Marine Le Pen a annoncé mardi 7 juillet, lors du journal télévisé de 20 heures de TF1, qu'elle sera candidate à l'élection présidentielle de 2027. « Ce soir, je suis candidate à l'élection présidentielle », a-t-elle déclaré, ajoutant que la campagne sera lancée rapidement avec Jordan Bardella.
Cette officialisation survient le jour même où la cour d'appel de Paris a rendu son arrêt dans l'affaire des assistants parlementaires européens du Front national (devenu Rassemblement national). La justice a confirmé la culpabilité de Marine Le Pen pour des détournements de fonds publics commis entre 2004 et 2016, lorsqu'elle était députée européenne, mais a allégé sa peine d'inéligibilité.
Une peine réduite qui ouvre la voie
La cour d'appel a condamné la femme politique de 57 ans à 45 mois d'inéligibilité, dont 30 avec sursis, contre cinq ans en première instance. Cette décision lui permet d'être éligible pour le scrutin de 2027. Elle a également écopé de 100 000 euros d'amende, de trois ans de prison dont deux avec sursis, et un an d'emprisonnement ferme à exécuter sous bracelet électronique.

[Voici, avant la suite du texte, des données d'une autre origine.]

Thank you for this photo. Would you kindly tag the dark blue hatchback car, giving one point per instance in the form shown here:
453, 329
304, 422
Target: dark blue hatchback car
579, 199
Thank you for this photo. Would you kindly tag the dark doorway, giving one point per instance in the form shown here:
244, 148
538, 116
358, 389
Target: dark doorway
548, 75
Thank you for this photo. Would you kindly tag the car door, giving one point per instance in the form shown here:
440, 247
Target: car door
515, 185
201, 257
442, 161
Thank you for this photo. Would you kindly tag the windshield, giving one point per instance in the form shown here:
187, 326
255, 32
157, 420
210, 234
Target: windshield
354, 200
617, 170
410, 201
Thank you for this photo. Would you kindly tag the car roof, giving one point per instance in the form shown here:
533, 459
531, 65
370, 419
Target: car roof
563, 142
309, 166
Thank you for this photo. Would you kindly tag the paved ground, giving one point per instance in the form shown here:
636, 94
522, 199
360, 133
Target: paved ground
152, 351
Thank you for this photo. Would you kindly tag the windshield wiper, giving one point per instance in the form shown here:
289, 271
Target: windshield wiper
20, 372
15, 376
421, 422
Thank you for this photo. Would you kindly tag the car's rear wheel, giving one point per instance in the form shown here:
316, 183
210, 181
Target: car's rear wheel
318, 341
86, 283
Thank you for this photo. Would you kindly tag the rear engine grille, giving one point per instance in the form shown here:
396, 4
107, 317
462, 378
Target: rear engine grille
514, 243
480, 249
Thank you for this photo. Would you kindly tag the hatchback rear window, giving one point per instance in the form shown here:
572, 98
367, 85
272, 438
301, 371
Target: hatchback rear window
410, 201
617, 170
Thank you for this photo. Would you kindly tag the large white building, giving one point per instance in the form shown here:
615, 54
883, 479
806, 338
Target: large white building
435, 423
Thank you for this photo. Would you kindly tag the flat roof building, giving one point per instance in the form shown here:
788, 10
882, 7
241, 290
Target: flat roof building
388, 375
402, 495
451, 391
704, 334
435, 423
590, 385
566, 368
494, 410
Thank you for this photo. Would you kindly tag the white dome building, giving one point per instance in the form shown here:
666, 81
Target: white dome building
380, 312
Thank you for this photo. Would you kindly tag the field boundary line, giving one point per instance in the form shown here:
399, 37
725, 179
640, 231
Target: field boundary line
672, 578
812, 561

Marine Le Pen a réagi favorablement à cette issue : « J'ai été heureuse que la cour me rende mon éligibilité », a-t-elle confié, estimant que l'inéligibilité posait « un énorme problème démocratique » en privant les Français du choix de leur candidat. Tout en réaffirmant l'innocence de son camp, elle a souligné que la motivation de l'arrêt mentionnait « la liberté des candidatures » et « la liberté du choix des électeurs ».
Pourvoi en cassation et bracelet électronique
Interrogée sur les modalités de sa peine, la présidente du groupe RN à l'Assemblée nationale a indiqué qu'elle se pourvoirait en cassation. « Comme j'ai la possibilité de me pourvoir en cassation, je ferai donc campagne sans bracelet électronique », a-t-elle précisé, arguant que le pourvoi suspend les peines prononcées en appel jusqu'à la décision de la Cour de cassation. À la question d'un éventuel désaveu par la plus haute juridiction, elle a simplement répondu : « Nous verrons », ajoutant qu'il n'existait « plus de scénario dans lequel je ne peux plus me présenter ».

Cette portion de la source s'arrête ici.